4. Perhaps without meaning to, the Randerson proposals reopen the door to the idea that economic and environment priorities can be “balanced.” This is at the heart of the tussle over the way the current RMA works. Unless there are environmental limits which cannot be gone beyond, the environmental protection purpose of any RMA-variant is defeated, Upton argues.
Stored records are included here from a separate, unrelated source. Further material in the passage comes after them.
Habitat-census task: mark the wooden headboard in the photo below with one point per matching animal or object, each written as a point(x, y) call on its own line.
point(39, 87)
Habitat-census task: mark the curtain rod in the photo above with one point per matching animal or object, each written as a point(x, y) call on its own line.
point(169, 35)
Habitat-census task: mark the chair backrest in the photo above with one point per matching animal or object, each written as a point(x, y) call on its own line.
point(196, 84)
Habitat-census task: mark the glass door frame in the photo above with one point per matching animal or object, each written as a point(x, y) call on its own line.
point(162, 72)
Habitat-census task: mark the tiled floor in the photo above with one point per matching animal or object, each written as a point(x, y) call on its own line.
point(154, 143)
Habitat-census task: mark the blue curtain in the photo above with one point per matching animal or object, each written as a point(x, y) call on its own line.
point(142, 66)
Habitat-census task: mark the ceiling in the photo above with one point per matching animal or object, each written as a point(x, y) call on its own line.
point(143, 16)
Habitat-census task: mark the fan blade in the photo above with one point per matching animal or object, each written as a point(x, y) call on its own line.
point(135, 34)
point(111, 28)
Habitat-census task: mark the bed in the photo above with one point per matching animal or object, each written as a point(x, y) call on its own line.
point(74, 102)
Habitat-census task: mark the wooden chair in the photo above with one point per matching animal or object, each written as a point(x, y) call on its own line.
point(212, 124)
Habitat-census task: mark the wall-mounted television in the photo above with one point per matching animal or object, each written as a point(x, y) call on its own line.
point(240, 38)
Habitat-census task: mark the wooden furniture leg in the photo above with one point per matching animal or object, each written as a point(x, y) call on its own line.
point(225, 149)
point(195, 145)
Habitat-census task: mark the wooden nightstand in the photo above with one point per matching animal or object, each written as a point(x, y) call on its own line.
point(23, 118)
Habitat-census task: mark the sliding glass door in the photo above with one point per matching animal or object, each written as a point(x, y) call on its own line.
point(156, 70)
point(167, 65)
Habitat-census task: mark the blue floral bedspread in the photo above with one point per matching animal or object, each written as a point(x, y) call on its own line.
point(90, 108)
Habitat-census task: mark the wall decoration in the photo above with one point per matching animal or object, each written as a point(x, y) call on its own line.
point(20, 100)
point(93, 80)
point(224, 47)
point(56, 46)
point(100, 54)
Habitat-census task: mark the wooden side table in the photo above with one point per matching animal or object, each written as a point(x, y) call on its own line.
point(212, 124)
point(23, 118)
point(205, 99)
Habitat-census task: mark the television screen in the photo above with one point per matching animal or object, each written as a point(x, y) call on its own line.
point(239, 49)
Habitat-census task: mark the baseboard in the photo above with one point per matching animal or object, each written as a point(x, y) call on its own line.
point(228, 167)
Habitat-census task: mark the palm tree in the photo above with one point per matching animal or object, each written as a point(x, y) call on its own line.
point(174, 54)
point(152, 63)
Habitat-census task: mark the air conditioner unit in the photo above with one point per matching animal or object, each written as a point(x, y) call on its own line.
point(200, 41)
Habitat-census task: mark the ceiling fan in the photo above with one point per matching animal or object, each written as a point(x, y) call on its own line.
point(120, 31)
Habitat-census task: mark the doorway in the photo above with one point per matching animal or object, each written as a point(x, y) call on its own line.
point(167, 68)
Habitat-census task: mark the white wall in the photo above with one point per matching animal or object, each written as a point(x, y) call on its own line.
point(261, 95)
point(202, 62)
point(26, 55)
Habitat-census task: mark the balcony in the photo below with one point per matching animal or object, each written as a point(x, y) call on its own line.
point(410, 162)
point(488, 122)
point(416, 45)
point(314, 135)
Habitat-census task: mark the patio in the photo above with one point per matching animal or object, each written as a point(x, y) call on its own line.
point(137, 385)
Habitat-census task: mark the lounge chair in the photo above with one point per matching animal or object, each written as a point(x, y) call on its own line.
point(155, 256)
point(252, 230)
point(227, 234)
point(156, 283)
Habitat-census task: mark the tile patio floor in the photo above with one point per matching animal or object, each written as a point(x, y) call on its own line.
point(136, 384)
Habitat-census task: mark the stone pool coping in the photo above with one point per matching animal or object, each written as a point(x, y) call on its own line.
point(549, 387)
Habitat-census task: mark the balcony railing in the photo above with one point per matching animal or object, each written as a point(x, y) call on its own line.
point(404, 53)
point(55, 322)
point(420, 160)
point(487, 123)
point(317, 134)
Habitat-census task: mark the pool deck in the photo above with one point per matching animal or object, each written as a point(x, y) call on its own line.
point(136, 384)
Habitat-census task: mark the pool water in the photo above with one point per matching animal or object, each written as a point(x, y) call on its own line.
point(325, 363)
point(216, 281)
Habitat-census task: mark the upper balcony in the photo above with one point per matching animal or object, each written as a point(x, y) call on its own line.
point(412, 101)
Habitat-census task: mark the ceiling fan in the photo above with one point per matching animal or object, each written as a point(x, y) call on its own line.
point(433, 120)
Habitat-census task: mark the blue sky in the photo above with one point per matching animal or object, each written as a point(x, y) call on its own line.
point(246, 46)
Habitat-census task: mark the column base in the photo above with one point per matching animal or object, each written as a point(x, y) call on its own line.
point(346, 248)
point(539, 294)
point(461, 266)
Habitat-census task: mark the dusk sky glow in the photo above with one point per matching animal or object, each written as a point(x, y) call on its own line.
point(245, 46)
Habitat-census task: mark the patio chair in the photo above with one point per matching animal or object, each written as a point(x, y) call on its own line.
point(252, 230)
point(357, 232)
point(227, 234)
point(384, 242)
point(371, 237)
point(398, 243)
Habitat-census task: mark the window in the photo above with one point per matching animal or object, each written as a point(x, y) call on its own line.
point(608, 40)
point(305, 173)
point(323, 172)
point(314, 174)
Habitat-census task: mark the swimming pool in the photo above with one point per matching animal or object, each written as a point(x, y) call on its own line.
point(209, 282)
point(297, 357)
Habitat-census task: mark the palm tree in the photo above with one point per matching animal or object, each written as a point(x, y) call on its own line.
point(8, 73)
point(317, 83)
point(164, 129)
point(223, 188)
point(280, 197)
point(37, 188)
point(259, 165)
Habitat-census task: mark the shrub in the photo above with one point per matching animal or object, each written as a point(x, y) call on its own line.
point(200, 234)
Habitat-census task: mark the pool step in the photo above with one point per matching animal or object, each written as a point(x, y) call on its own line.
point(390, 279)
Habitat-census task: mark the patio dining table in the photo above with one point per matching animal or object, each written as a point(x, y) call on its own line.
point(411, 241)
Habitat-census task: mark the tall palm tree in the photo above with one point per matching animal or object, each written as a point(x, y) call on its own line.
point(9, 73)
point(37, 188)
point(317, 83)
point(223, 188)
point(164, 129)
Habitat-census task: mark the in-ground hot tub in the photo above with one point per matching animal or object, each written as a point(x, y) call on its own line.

5. Is separate spatial planning law really necessary “on an already overburdened statute book?” Upton believes spatial plans are “the pivotal point of integration between the natural environment and planning for change and growth” … but we don’t need a separate statute to institute them.”

6. Finally, there is Upton’s timely caution that the arguments blamed on the RMA were not generally caused by the RMA.

Rather, they are the inevitable arguments that occur when private property rights meet public good aspirations and requirements. This is the basic stuff of all politics.

“Statutory spring-cleaning is not going to lead to peace, harmony, and goodwill towards planners,” Upton said. “Some of the conflicts that are giving rise to current dissatisfaction are eternal and will persist no matter what statutory framework is enacted.”

Politics vs laws

In a way, Upton is issuing a general call to us all to just grow up.

The world is changing fast. One reason the RMA didn’t protect the environment was that the 1990 NZ economy was one in which agriculture was in decline and the population was static or falling and when climate change was a new idea, not an urgent problem.

Thirty years later, dairy intensification, mass tourism and rampant inward immigration to produce a population above 5 million far faster than expected are the realities. Covid-19 may have put a spoke in the latter two and there is consensus about ‘peak cow’ when it comes to dairy.

Climate change is entrenched as an issue.

New legislation should, Upton argues, be better able to deal with the fact that “physical realities — be they viruses or rapidly change climatic parameters — have to be adapted to, not treated as things you should choose to believe if it suits you.

“Protecting the remaining integrity of our biophysical life-support systems has to be hardwired as the foundation of any future economy or future narratives about wellbeing.

“The unprioritised nature of the Review Panel’s drafting fails to do this.”